November 28, 1863
---Battle of Mine Run,
Virginia. Day 2. As the day dawns, the
Federals find a well-designed fortified Rebel line with overlapping fields of
fire. Union artillery begins shelling
the Rebel lines, while the blue troops probe for weaknesses. Meade is reluctant to order what would
clearly be a disastrous assault.
---On this appointed day for attacking the Federal bastion
of Fort Sanders in the fortified city of Knoxville, Tennessee, heavy rains slow
the Confederate positioning.
---Gen. John Hunt Morgan, the infamous Rebel raider, escapes
from the Ohio Penitentiary in Columbus with six of his officers by cutting
through the floor and crawling out of the sewer. The group eventually reaches Toronto, Canada
in safety.
---Mary Boykin Chestnut, having returned to Richmond from
South Carolina, moves into an apartment there, mentioning in her journal some
household business, and then makes some candid remarks about some of her
slaves:
Isaac, Molly’s husband, is a
servant of ours, the only one my husband ever bought in his life. Isaac’s wife
belonged to Rev. Thomas Davis, and Isaac to somebody else. The owner of Isaac
was about to go West, and Isaac was distracted. They asked one thousand dollars
for him. He is a huge creature, really a magnificent specimen of a colored
gentleman. His occupation had been that of a stage-driver. Now, he is a
carpenter, or will be some day. He is awfully grateful to us for buying him; is
really devoted to his wife and children, though he has a strange way of showing
it, for he has a mistress, en titre, as the French say, which fact Molly never
failed to grumble about as soon as his back was turned. “Great big
good-for-nothing thing come a-whimpering to marster to buy him for his wife’s
sake, and all the time he an—” “Oh, Molly, stop that!” said I. . . . Those old
gray-haired darkies and their noiseless, automatic service, the result of
finished training—one does miss that sort of thing when away from home, where
your own servants think for you; they know your ways and your wants; they save you
all responsibility even in matters of your own ease and well doing. The butler
at Mulberry would be miserable and feel himself a ridiculous failure were I
ever forced to ask him for anything.
---Kate Cumming, a Confederate Army nurse, based in northern
Georgia, writes in her journal as the wounded from Chattanooga come pouring in:
November
28.—A gloomy day, but still gloomier news. I can not see one gleam of light
either on nature’s horizon or the nation’s. Alas! for the fate of our brave army.

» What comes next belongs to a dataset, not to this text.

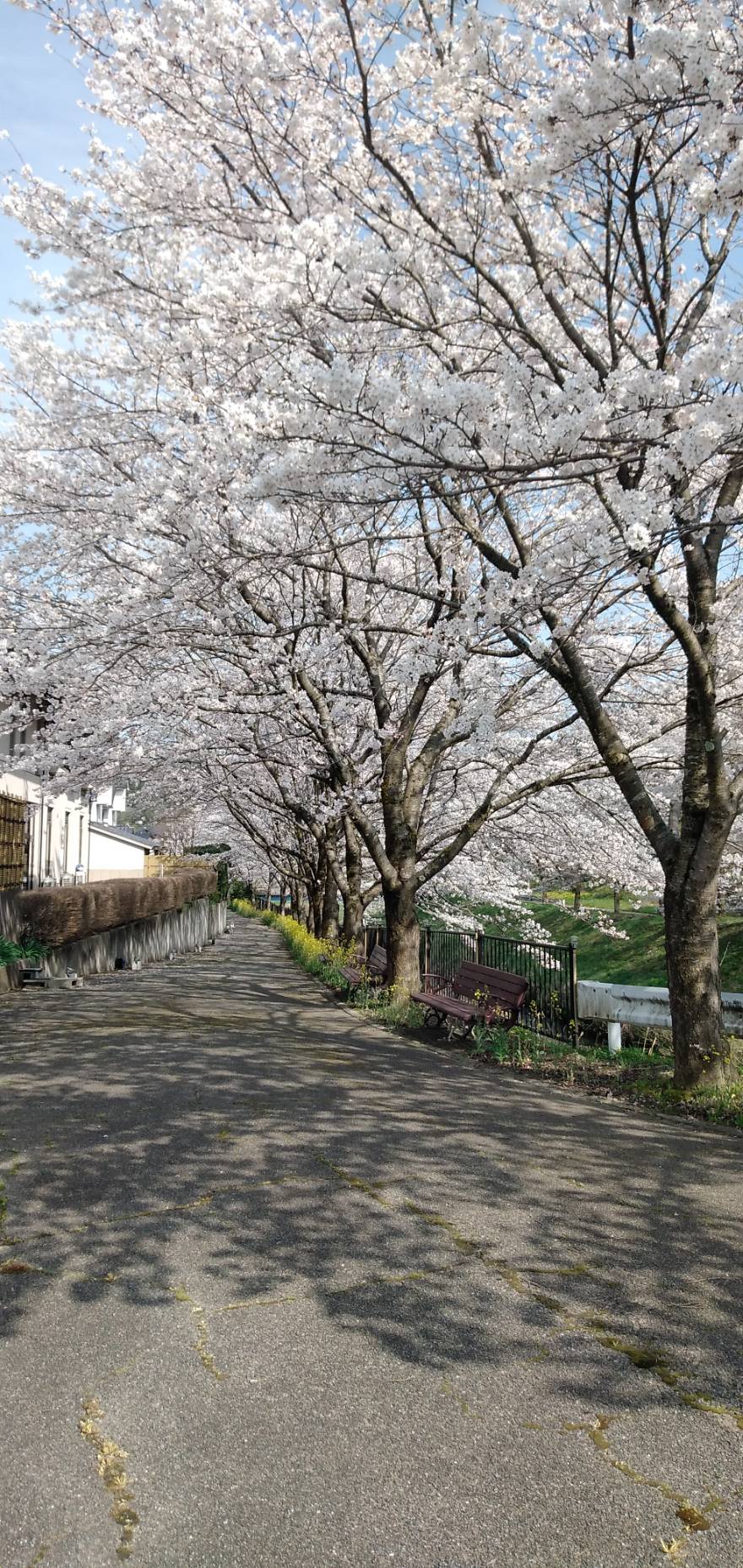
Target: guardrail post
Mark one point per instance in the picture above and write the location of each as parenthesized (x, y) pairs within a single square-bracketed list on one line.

It has had a battle; and, after fighting desperately, had to retreat leaving
the wounded in the enemy’s hands. It is bad enough to be wounded, and with
friends; but wounded and a prisoner, how dreadful that must be! May God comfort
them, and be their stay in affliction! For once, the sight of the wounded
coming in makes me perfectly happy, for I know that they at least are not in
the hands of the enemy. The hospital is again filled with the same sad
spectacle—men mutilated in every possible way.